Coalescent processes in subdivided populations subject to recurrent mass extinctions

TL;DR

This paper models the genealogical effects of recurrent mass extinctions on subdivided populations, revealing different coalescent processes depending on recolonization mechanisms and highlighting the impact of local versus global extinction events.

Contribution

It introduces a limiting genealogy framework for subdivided populations under mass extinctions, distinguishing between Kingman's coalescent and multiple merger coalescents based on recolonization dynamics.

Findings

Genealogy can be described by Kingman's coalescent or multiple mergers.

Recolonization mechanisms influence the coalescent process.

Mass extinctions alter the structure of genealogical trees.

Abstract

We investigate the infinitely many demes limit of the genealogy of a sample of individuals from a subdivided population subject to sporadic mass extinction events. By exploiting a separation of timescales property of Wright's island model, we show that as the number of demes tends to infinity the limiting form of the genealogy can be described in terms of the alternation of instantaneous 'scattering' phases dominated by local demographic processes, and extended 'collecting' phases dominated by global processes.

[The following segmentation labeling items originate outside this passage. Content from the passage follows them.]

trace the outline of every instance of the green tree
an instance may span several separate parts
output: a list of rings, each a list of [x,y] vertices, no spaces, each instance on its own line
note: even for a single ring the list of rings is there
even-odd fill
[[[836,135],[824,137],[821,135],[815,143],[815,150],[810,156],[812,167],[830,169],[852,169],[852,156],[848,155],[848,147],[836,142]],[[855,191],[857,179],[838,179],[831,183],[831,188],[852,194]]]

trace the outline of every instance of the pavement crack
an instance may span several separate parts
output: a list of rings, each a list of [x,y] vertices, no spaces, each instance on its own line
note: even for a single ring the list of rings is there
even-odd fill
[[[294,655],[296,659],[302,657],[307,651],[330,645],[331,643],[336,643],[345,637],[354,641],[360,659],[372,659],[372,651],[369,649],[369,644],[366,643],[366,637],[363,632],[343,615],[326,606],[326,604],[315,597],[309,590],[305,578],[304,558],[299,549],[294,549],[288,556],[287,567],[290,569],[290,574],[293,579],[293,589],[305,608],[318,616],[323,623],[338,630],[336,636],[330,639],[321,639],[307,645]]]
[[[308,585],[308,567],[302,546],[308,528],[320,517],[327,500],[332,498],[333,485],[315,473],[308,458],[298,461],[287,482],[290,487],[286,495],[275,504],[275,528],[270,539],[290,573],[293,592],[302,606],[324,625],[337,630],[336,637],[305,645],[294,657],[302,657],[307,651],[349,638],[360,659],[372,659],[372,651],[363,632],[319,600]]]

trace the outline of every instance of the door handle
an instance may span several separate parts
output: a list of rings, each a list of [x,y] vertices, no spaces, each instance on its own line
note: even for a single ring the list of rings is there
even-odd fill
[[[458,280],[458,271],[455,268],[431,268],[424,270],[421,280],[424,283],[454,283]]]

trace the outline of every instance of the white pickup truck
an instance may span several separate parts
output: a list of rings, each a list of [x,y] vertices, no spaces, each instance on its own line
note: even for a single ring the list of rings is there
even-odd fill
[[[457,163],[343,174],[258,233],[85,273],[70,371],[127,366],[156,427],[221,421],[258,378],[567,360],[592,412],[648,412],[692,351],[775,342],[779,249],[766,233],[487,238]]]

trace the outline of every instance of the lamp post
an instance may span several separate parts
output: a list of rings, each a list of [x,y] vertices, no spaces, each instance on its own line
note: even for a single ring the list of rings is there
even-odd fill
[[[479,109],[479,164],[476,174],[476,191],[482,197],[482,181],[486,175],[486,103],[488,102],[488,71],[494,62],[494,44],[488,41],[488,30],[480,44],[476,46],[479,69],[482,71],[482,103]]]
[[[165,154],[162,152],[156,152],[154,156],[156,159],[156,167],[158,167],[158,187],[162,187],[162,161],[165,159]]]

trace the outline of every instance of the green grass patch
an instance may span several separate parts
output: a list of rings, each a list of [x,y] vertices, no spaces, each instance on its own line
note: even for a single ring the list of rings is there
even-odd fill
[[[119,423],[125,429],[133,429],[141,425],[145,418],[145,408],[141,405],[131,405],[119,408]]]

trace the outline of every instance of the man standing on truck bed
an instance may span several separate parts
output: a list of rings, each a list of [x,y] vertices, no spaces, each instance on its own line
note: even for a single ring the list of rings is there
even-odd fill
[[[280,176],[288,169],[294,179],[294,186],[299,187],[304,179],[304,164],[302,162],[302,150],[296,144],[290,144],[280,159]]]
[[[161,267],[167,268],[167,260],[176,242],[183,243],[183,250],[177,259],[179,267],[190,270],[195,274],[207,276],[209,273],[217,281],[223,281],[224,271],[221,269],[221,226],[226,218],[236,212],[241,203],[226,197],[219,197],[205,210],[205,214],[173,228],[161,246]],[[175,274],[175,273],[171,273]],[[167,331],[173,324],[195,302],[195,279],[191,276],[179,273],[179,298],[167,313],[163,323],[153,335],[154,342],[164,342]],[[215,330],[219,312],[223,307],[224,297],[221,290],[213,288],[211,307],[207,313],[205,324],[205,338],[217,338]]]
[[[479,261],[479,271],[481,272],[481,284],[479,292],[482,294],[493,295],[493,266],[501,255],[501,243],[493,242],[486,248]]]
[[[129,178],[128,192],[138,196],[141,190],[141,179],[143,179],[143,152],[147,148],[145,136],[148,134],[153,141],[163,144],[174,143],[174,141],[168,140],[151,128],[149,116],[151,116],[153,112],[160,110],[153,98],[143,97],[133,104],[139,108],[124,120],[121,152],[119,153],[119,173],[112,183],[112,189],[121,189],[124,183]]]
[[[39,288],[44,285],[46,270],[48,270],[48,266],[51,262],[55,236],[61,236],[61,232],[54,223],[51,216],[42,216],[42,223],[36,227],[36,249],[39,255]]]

When extinction and recolonization events are local, this genealogy is given by Kingman's coalescent and the scattering phase influences only the overall rate of the process. In contrast, if the vacant demes left by a mass extinction event can be recolonized by individuals emerging from a small number of demes, then the limiting genealogy is a colaescent with simultaneous multiple mergers. In this case, the details of the within-deme population dynamics influence not only the overall rate of the coalescent process, but also the statistics of the complex mergers that can occur within sample genealogies. This study gives some insight into the genealogical consequences of mass extinction in structured populations.